Using his telephone know-how, Granger places a call to Wright that makes it appear he is in Palm Springs and thus has an alibi for the murder. Wright tapes the call and hears a streetcar whistle; there are no streetcars in Palm Springs, so the police deduce he was actually in town. The police eventually match the paint from Granger's damaged car to Gizzi's murder.

Granger decides to retire and escape to Guatemala with Gail, but first he sets out to collect what is owed to him. With the help of Gail and Chippie, he taps into a phone line at a mob betting parlor in Las Vegas and pulls off a pass-post swindle, intercepting and taping race results to be rebroadcast after a two-minute delay, giving Gail and Chippie time to place substantial bets on the foregone winning horses. Chippie, however, is recognized by a man who bears a grudge against Granger. He tells Stephans, who has Chippie brought to him, and learns where Granger can be found. Stephans passes the information along to Wright, content to let the police rid him of a troublesome colleague.

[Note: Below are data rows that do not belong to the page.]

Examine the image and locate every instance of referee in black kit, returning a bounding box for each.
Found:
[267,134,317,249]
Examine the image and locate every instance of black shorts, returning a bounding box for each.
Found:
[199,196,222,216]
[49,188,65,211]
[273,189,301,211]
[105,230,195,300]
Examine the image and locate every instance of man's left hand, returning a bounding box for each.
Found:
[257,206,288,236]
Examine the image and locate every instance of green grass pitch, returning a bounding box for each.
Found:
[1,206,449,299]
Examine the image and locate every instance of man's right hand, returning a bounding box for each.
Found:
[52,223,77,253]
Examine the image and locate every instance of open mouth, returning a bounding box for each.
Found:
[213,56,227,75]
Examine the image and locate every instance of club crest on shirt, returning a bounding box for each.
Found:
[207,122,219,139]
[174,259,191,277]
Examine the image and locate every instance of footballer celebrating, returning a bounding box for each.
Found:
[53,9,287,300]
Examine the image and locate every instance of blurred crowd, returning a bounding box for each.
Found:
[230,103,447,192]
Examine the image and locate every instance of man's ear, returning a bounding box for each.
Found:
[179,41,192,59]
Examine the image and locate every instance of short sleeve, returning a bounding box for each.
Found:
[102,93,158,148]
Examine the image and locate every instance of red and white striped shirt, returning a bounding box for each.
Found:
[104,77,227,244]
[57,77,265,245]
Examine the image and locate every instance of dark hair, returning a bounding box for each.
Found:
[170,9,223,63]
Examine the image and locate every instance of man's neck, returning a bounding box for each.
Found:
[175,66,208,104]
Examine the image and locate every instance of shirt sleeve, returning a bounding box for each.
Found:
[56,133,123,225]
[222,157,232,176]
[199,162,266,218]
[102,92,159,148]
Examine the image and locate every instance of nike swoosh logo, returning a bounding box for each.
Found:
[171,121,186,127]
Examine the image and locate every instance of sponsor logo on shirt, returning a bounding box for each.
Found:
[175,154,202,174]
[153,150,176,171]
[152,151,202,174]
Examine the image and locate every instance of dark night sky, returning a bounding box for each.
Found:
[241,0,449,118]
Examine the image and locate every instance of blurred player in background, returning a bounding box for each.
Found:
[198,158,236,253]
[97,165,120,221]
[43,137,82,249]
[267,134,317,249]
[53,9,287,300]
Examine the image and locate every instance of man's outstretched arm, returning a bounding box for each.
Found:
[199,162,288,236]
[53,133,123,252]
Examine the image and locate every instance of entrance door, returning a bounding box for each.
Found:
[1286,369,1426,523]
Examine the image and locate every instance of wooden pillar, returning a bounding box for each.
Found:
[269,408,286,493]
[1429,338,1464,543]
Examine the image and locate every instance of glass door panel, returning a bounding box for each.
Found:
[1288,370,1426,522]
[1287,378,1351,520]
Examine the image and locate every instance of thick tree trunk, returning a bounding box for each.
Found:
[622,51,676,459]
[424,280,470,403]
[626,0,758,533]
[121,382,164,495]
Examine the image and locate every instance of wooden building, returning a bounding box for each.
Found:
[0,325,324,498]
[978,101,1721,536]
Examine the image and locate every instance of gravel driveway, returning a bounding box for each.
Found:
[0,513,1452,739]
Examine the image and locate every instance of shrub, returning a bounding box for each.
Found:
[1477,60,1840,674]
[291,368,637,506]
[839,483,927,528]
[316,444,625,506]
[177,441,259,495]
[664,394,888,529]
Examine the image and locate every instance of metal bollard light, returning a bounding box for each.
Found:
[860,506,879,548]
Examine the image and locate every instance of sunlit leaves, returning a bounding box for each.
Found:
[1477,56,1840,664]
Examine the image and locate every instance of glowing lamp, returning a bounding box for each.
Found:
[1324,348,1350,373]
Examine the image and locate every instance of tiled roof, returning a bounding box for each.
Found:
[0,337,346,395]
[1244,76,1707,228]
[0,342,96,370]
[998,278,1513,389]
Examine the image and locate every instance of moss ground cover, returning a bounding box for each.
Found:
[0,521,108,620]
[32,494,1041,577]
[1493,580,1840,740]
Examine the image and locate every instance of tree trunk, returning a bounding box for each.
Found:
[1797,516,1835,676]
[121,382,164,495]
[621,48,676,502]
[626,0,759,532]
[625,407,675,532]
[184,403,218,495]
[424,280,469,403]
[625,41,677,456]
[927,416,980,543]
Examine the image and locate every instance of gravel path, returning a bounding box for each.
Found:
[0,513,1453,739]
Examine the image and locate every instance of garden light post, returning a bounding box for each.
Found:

With the police closing in, Granger and Gail flee to Boulder Dam, trying to cross the state line to get out of Wright's jurisdiction, but encounter a roadblock. They join a tour group and descend into the dam. Gail collapses from fatigue while running, Granger is shot and apparently killed before he can find his way to the Arizona side.

==Cast==
- Edmond O'Brien as Mal Granger
- Joanne Dru as Gail Mason
- Otto Kruger as Carl Stephans
- Barry Kelley as Vince Walters
- Dorothy Patrick as Trudy Maxwell
- Don Porter as Larry Mason
- Howard St. John as Lieutenant Pete Wright
- Robert Osterloh as Gizzi
- Sammy White as Chippie Evans
- Cleo Moore as Mal's date (uncredited)
- Harry Lauter as man at the bar

==Reception==
In a contemporary review, New York Times film critic Bosley Crowther panned the film, writing: "Despite some considerable advertising of 711 Ocean Drive as a daring and courageous revelation of the big bookmaking and gambling syndicates, this modest Columbia melodrama ... is no more than an average crime picture with some colorful but vague details thrown in. Certainly, no one who reads the papers with a fairly retentive eye can have any less comprehension of the gambling racket than is illustrated here. ... In short, this little picture, conventionally written but well photographed, does no more than any gangster picture in reminding us that gangsters are crooks."

However, Variety wrote well of the film: "Operations of the syndicates are given a realistic touch by the screenplay, and Joseph M. Newman's direction keeps the action at a fast pace. O'Brien is excellent as the hot-tempered, ambitious young syndicate chief."

Director Joseph M. Newman remarked: "[I]t was a tremendously successful picture ... that got good reviews and the studios all liked it. After that picture I was in great demand." Following his work on 711 Ocean Drive, Newman signed a two-year contract with Twentieth Century-Fox.